Digital business transformation inverts network and security service design patterns, shifting the focal point to the identity of the user and/or device – not the data centre. Security and risk management leaders need a converged cloud-delivered secure access service edge to address this shift.

Gartner

Gartner believe that if you are to address growing security requirements in a world where your users have left the network and your applications are being delivered from cloud, you will need to shift from appliance-based network security to cloud security.

Read more about Gartner’s The Future of Network Security is in the Cloud report and download it here.

Cloud security, if executed correctly, can resolve many if not all of the growing challenges organisations have in securing their ever-growing mobile workforce. Especially important is the ability to add the full security stack to all users anywhere necessary in today’s threat landscape, without compromising the user’s experience.

The main benefits cloud security offers organisations

The cloud effect: A significant benefit of cloud security is that cloud security vendors are able to see the traffic and associated threats of all their customers. This results in being able to instantaneously block new threats arising (Zero Day) to all customers in real-time. Current appliance-based security solutions can take hours to deal with similar threats as they are disconnected from a larger view.

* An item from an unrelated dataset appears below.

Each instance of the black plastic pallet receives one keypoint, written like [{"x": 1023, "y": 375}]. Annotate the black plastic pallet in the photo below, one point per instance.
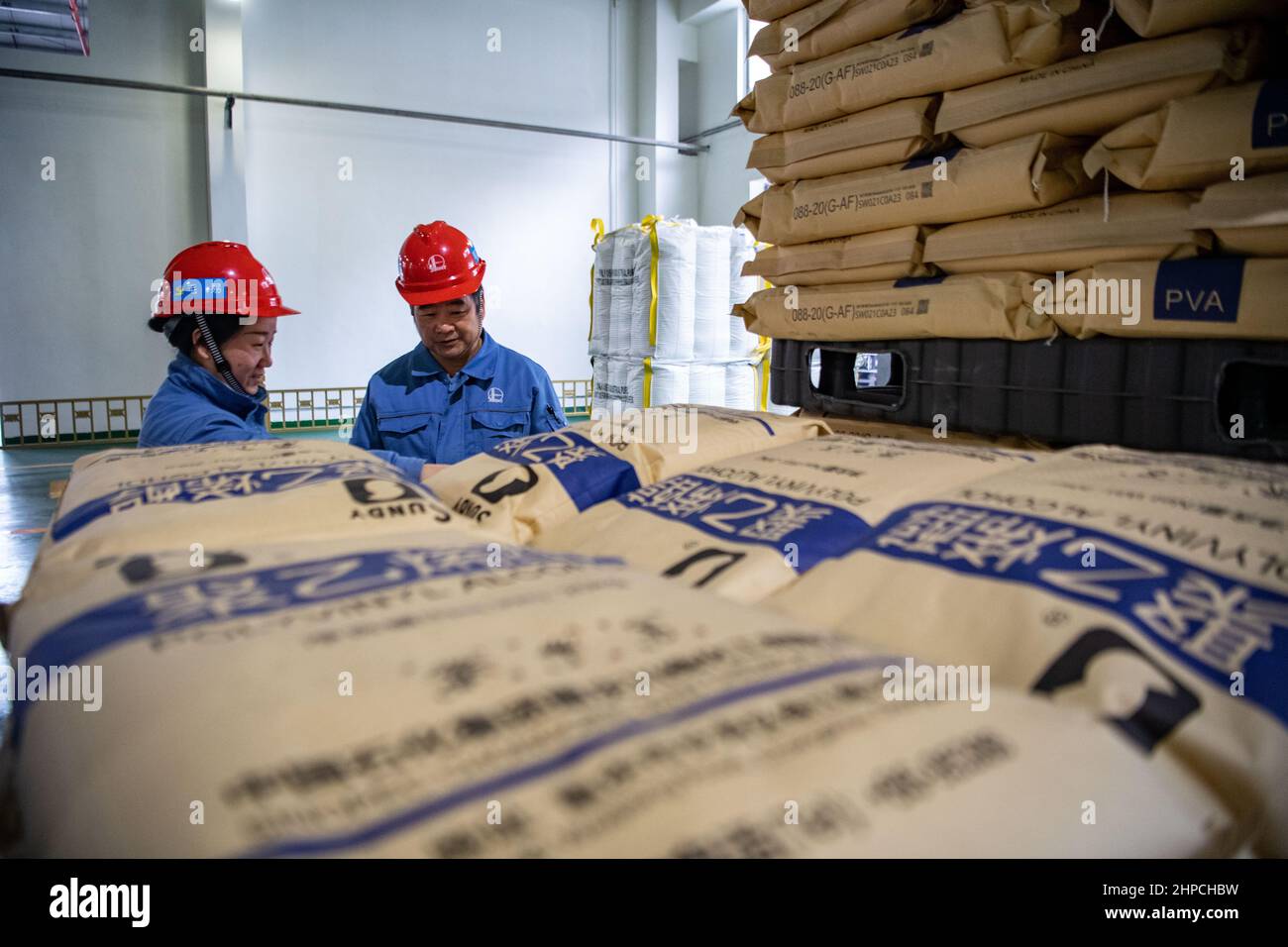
[{"x": 1163, "y": 394}]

Mobile security: Cloud security remains the only security architecture that delivers network level security to mobile devices without compromising user experience.

In the diagram below the entire security stack has been moved to the cloud. As a result, the cloud security provider becomes an onramp to the Internet for the organisation and their users. All that’s left is to ensure is that the branch and user traffic is also routed to the security cloud. For mobile users, agents are best practice and force all TCP and UDP requests to cloud security nodes via a DTLS/TLS tunnel.

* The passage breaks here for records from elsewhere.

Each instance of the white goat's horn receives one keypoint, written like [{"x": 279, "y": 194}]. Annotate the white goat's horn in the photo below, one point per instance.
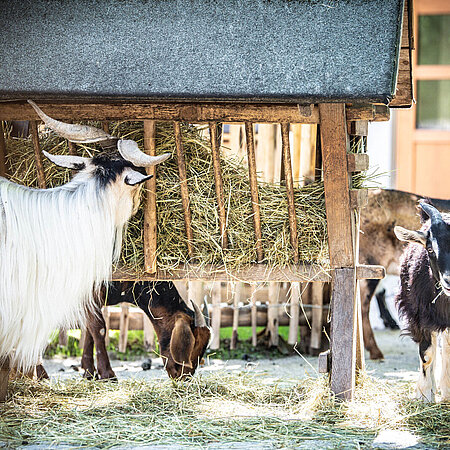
[
  {"x": 80, "y": 134},
  {"x": 199, "y": 320},
  {"x": 130, "y": 151}
]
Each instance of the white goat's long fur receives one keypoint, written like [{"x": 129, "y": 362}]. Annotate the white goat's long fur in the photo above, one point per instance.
[{"x": 55, "y": 246}]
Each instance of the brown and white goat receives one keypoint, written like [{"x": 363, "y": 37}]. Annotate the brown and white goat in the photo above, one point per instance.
[
  {"x": 424, "y": 296},
  {"x": 183, "y": 334}
]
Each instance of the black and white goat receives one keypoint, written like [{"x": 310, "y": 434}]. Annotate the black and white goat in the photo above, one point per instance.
[
  {"x": 56, "y": 245},
  {"x": 424, "y": 296}
]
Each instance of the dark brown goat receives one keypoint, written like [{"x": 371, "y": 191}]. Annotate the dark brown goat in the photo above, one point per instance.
[
  {"x": 182, "y": 332},
  {"x": 378, "y": 244},
  {"x": 424, "y": 296}
]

The result is virtually no heavy security processing happening on the end-user machine, therefore maintaining a fast Internet and cloud application user experience, even when doing full SSL inspection, DLP and cloud sandbox.

Improved performance: True security clouds that are multi-tenant and built to deal with considerable scale and volume, process heavy security processes with ease. This ensures that when delivering a full security stack to network and mobile users, or small SD-WAN branches, performance will be optimal.

A prerequisite to speed and a great end-user experience also ensures your cloud security solution is based on a true cloud global footprint. This ensures that users can connect to the closest available node when travelling to remote locations, and get direct and local secure Internet breakout as if they were in the local network. Deploying a stack of security appliances or building a virtualised security solution in one DC does not constitute cloud.

Decentralised security (SD-WAN): SD-WAN presents an interesting and cost-effective network architecture for organisations with large branch footprints. However, like mobile security challenges, replicating the DC security stack at the branch Internet breakout is expensive, complex and resource intensive. This generally results in a scaled down version of what you offer at your head office breakout, leaving you wondering what’s the point. As with mobile devices (TLS), SD-WAN vendors integrate with cloud security vendors and direct all Internet requests via an IP Sec or GRE tunnel back to your cloud security solution for processing – ensuring a full security stack and optimal performance. This also extends the lifetime of your SD-WAN appliance, as its only responsibility now is routing.

Cost efficiency: Cloud security scales well, not only when choosing features, but because it expands seamlessly to your branches and mobile users – allowing you to reduce the amount of disparate solutions you have, delivering security to your DC, branches and end-users. When leveraging cloud security in these three areas, it represents a 50% drop in the direct cost of delivering and managing security for your entire organisation. Management is also simplified through a single view of your security posture, from your branches, to users, to applications and to their devices – a full inventory of your digital footprint.